With ‘the plank’ reference to Blake the allegorical nature of the book is apparent. Witness Against the Beast is Edward Thompson’s message to the future. There is hope for dissenters, and a point to dissent, in the post-modern world, in spite of the end of ideology and the apparent global dominance of market materialism. In other times, in other uphill struggles against triumphant materialism backed by a ruthless state, the Muggletonians, and Blake, remained rebellious and dissentingly on task, keeping alive alternatives, other expectations, and the possibility for human renewal.

More than a study of a Protestant sect and William Blake, Witness Against the Beast is about maintaining radical perspectives and faith when the pressure is on to variously recant, compromise, give up, opt out. It is also about the nature of the sort of radical intellect and faith that survives. Biographically it can be seen as the final personal summative statement by a major radical intellectual, about being a radical intellectual.

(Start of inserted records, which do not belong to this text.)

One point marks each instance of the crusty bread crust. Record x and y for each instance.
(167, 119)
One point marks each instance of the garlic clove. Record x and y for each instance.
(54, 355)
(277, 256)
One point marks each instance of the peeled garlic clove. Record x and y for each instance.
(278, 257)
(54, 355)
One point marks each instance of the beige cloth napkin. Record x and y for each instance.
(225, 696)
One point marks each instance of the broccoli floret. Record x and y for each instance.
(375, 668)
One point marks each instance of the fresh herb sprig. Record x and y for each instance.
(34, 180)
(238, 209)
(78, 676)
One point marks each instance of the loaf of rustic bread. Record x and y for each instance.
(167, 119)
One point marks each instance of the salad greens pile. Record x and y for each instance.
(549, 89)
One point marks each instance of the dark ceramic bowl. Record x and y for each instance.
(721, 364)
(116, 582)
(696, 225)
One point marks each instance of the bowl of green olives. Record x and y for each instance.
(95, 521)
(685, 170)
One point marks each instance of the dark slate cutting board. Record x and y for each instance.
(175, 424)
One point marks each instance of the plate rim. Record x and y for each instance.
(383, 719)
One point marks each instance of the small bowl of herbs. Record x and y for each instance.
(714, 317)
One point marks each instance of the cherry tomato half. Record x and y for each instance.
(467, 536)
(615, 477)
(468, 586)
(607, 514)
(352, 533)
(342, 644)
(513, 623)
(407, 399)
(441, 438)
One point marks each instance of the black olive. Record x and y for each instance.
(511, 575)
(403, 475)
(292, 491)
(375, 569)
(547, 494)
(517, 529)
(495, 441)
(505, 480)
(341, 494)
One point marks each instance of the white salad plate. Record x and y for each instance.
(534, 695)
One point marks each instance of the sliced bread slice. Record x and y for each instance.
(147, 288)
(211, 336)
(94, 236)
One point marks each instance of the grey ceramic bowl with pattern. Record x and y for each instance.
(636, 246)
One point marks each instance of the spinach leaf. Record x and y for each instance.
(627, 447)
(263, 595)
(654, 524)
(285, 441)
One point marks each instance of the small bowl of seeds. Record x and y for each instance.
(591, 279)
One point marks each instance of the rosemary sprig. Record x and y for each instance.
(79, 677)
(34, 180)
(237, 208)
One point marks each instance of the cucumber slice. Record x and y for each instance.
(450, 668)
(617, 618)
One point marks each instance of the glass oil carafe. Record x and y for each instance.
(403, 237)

In a couple of senses Witness Against the Beast brought Thompson full circle: the son of tough liberal, religious non-conformists (his parents had been Methodist missionaries in India, his father a critic of British imperialism) rounded his life with a book about religious and political non-conformity; the academic who cut his teeth on a major study of William Morris (1955), concluded his career with a study of another radical and original literary figure.

For those of us who think of ourselves as socialists, and if we are serious about taking our great visionary, humane, and combative tradition into the twenty first century, Witness Against the Beast is worth reading; a book to be reflected upon rather than filleted for footnotes.